Para ele, o diferencial está em como o artista valoriza um de seus mais valiosos recursos.
“O artista não pode parar no tempo. Mas ele deve valorizar o seu tempo. E mostrar isso para o público. Por exemplo: o Jão anunciou que vai ficar offline. Ele poderia simplesmente ficar. Mas ele comunicou e isso tem a ver com o seu branding. Ele está construindo um storytelling, que não necessariamente é uma ação de marketing. Pode ser (e eu acredito que seja) algo humano, artístico, verdadeiro.”
Nesse contexto, a construção de uma identidade audiovisual aparece como alternativa para equilibrar presença digital e saúde mental. Afinal, o grande desafio é construir uma cadeia de conteúdos relevantes.
Gil Pinna pontua que isso é possível ser feito “encontrando uma Identidade Audiovisual. Um jeito único, criativo e estratégico, de mostrar sua arte. Isso trará uma rotina na criação e na produção de conteúdo, otimizando o tempo e preservando tanto a arte quanto a saúde mental do artista.”
O aprendizado com Justin Bieber
Um dos casos mais recentes analisados por Gil foi a estratégia de Justin Bieber com o álbum “Swag”, em que música e moda se conectaram em um mesmo lançamento. Para ele, o segredo está em transformar o próprio artista em notícia.
“Criar um buzz sempre foi ponto chave para grandes artistas. E isso depende de investimento e criatividade. A Rosalía criou uma fonte no Instagram. Tem a ver com investimento, mas também com criatividade. O Justin ‘surgiu’ com o álbum e isso gerou burburinho.”

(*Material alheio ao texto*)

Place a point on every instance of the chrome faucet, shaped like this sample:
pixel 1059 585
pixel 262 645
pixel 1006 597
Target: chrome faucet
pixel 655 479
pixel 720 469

Segundo ele, existe um exercício simples que pode orientar artistas:
“Crie uma manchete de jornal sobre a sua ideia (neste caso, o lançamento do seu álbum ou da sua música), de uma forma que essa notícia desperte curiosidade, identificação e compartilhamentos. Por exemplo: Justin lança seu novo álbum sem avisar os fãs. Ou cantora cria letra personalizada para usuários do Instagram.”

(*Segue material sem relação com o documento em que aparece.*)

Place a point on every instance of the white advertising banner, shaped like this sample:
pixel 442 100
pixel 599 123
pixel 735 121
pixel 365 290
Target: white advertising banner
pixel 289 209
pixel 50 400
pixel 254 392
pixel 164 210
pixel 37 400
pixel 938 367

A intencionalidade, afirma Gil, é o que separa uma estratégia consistente de um gesto forçado.
“Quando você traz simbologias, você propõe a identificação, e isso cria e fortalece a sua comunidade. As pessoas não se conectam apenas com as músicas do Gorillaz, mas sim quando cada significado dessa história. A música do Racionais é primorosa, mas as simbologias por trás de cada fala e de cada silêncio fortalecem a marca, em conexão com o público.”
Taylor Swift e a lógica do hype
Se Bieber ensina sobre antecipação, Taylor Swift é exemplo de consistência narrativa. Com o anúncio de seu 12º álbum, a artista gerou ondas de engajamento que ultrapassaram o campo da música, arrastando marcas como Itaú, Duolingo e até o X (ex-Twitter) para o hype cultural.

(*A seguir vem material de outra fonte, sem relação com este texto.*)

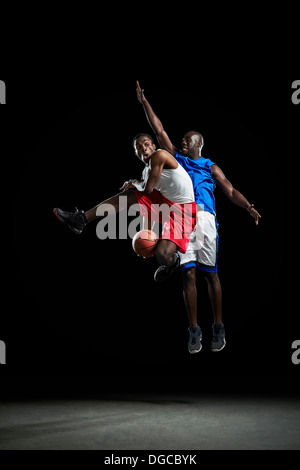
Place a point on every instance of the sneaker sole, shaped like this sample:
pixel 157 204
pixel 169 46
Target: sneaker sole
pixel 75 230
pixel 195 351
pixel 217 350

Gil vê na estratégia da cantora um domínio absoluto sobre sua própria verdade e estética. Cada detalhe (cor, fonte, figurino, escolha do canal de anúncio) se transforma em peça de um quebra-cabeça maior, capaz de mobilizar comunidades inteiras. Para ele, esse é um lembrete de que não basta acompanhar tendências: é preciso ter clareza de identidade antes de se inserir em qualquer movimento.
O futuro do branding musical
Questionado sobre quais dicas daria a artistas e profissionais em 2025, Gil resume em três pontos práticos:
“Primeiro e mais importante: valorize a sua verdade estratégica. Ou seja: o que é que você tem de origem/original que é estrategicamente útil e atraente para o público?
Segundo: não foque no sucesso. Foque no processo. Não queira copiar o que o grande está fazendo e procure entender o que ele fez para se tornar grande.
E terceiro: frequência. Se o seu perfil ainda não bombou é porque você ainda não errou o suficiente até acertar.”
Na visão do especialista, o futuro do mercado dependerá da capacidade de artistas equilibrarem narrativas autênticas com o uso consciente de ferramentas digitais. Mais do que buscar fórmulas prontas, a música de 2025 convida cada criador a entender que sua história é, também, sua marca.